暁小学校では5年生が「伝統工業の今を考える」をテーマに、「伝統工業サミット」と名づけた4校による協働学習を実施しました。交流オープニングテレビ会議と研究発表テレビ会議の2回のテレビ会議を含め、10時間ほどの学習計画で取り組みました。

学習の中心は、最後にテレビ会議で研究成果を参加校に伝えることを前提に、各学校それぞれが施設見学や体験学習を踏まえ、地域の伝統工業について自分の課題を決めて、課題に応じた方法で調べ学習を行い、その調査内容や自分の考えをまとめる学習でした。そして、その学習に基づき、電子掲示板で情報を交換したり、テレビ会議でまとめの発表や意見交換をしたりしました。

ハプニング!伝統工業がない…
福岡雙葉小学校は「博多人形」、石川県松任市立東明小学校は「金ぱく・九谷焼」と、いずれも有名な伝統工業です。暁小学校は地元三重県四日市市に江戸時代から伝わる「万古焼き」(陶器)です。

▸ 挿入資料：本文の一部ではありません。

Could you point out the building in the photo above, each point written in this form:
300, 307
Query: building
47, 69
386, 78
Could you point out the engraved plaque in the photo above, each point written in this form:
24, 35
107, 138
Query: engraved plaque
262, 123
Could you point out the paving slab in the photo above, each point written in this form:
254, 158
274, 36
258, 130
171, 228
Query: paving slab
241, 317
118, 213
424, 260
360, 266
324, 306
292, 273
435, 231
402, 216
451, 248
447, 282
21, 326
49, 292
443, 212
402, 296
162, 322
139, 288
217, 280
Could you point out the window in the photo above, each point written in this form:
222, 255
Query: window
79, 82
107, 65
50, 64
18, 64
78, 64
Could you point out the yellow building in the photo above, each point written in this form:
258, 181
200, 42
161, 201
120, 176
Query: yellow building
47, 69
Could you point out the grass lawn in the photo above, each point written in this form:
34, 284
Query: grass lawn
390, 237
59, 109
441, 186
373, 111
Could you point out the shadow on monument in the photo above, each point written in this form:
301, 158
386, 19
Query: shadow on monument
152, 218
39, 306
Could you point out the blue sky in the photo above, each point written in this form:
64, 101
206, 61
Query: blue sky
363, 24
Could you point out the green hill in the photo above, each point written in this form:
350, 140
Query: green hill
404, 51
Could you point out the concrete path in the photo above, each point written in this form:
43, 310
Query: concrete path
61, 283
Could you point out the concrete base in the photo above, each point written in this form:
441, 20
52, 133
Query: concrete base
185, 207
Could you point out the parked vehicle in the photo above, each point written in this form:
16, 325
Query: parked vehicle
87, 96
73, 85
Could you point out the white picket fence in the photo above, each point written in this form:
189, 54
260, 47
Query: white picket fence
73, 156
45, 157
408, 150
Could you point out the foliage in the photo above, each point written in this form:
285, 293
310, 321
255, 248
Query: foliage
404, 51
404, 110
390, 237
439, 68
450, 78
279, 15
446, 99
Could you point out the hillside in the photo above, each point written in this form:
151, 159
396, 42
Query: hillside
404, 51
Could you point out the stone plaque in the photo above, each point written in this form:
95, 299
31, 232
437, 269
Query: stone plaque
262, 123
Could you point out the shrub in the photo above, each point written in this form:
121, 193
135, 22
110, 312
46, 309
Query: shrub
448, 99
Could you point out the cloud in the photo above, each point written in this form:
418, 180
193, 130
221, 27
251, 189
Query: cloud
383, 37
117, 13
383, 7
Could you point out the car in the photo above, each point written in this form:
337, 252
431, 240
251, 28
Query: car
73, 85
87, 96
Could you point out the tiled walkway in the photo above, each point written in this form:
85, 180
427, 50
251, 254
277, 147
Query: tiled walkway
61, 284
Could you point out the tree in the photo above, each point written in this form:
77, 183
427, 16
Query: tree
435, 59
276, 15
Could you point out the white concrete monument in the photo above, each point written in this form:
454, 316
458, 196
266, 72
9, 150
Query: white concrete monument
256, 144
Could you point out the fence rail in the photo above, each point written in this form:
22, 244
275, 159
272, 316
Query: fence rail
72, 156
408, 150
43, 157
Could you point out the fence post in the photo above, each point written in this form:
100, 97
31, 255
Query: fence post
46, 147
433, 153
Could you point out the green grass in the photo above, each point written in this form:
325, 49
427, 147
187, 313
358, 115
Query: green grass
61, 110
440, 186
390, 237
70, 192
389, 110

ところが嘉手納小学校は、担当の先生が転勤したばかりで地域の実情をよく把握していませんでした。先生がよくよく調べてみると嘉手納地区に伝わる伝統工業らしい産業がないということがはっきりしてきたのです。

交流学習も準備段階の最初からつまずき、教師一同、大変弱りました。私たちは、今回の協働学習は、地域のよさの再発見につながる学びであるし、嘉手納小学校の子どもたちにとっては、調べた結果、伝統工業がないということが分かり、そこからなぜかを考えることも大きな学びであり、他の学校の子どもたちにとっても、そういう地域もあることが分かることで多面的な思考の育成につながるだろうと考え、参加してもらうことにしました。

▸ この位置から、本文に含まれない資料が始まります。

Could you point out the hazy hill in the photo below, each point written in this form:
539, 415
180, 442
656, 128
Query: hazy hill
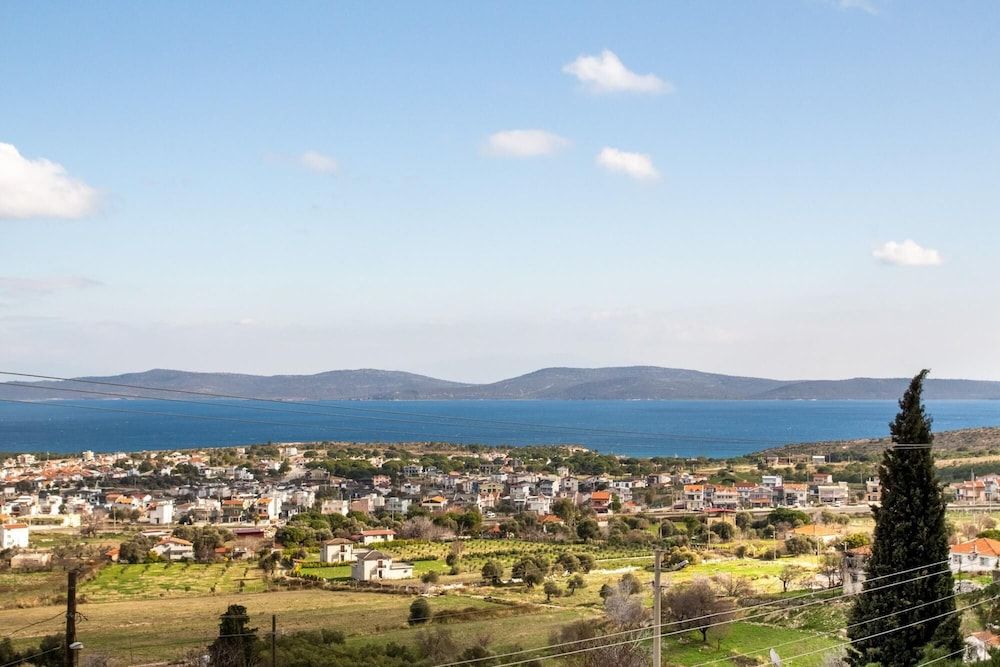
332, 385
633, 382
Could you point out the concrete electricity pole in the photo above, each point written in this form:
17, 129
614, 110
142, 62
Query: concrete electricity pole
657, 611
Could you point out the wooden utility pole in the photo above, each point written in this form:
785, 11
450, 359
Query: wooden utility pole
657, 611
274, 640
69, 656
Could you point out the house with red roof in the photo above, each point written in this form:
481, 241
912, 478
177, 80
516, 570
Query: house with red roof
979, 555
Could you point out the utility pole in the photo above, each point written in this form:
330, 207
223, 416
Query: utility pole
274, 640
69, 658
657, 611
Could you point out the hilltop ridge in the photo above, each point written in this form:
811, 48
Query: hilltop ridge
612, 383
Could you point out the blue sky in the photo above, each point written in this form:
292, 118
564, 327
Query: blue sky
293, 188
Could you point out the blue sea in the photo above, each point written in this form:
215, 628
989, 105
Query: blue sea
639, 428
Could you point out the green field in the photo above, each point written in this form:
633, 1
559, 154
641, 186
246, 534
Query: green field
30, 589
144, 630
159, 580
748, 638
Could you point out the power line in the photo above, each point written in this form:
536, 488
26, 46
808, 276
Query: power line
889, 631
477, 420
411, 435
32, 657
784, 660
712, 615
31, 625
847, 627
944, 657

嘉手納小の子どもたちは、伝統工業の発表のかわりに、郷土の自然の研究発表や、昔から伝わるお菓子や伝統芸能の踊りエイサーをテレビ会議で参加校に紹介し、自分たちを大いにアピールし、参加校の子どもたちと感動を共有した交流になりました。また、参加校の中には、万古焼きを、たこ焼きのような食べ物だと勘違いしていた子どもがいたことが掲示板で分かり、暁小の子どもたちは大いに発奮したものでした。これらように交流学習では教師側も子どもたちも相手のある学習ですので、ドタバタ、ギクシャクします。しかし、これらのようなハプニングやトラブルこそ、子どもたちそれぞれが意欲を増し、考えをめぐらす深まりのある協働学習の源であるように思います。

今、私たちには何ができるでしょう。
交流の中で、伝統工業に対する学校間のとらえ方の違いによる議論といった方向も期待してはいたのですが、その方向には発展しませんでした。「伝統工業の今を考える」というテーマの特性でしょうか、子どもたちは、伝統工業に携わっている人々の仕事への思い入れや将来の夢など心情に触れ、またその努力を知り、工夫を学ぶ中で、博多人形の素晴らしさを分かってもらいたい、本物の金箔を送るからよく見て、万古焼きは土鍋の生産が日本一だよ、お菓子を作って送るからねなど、それぞれが自分たちの地域や伝統工業に誇りと自信を持ち、交流校に伝えたいという気持ちになりました。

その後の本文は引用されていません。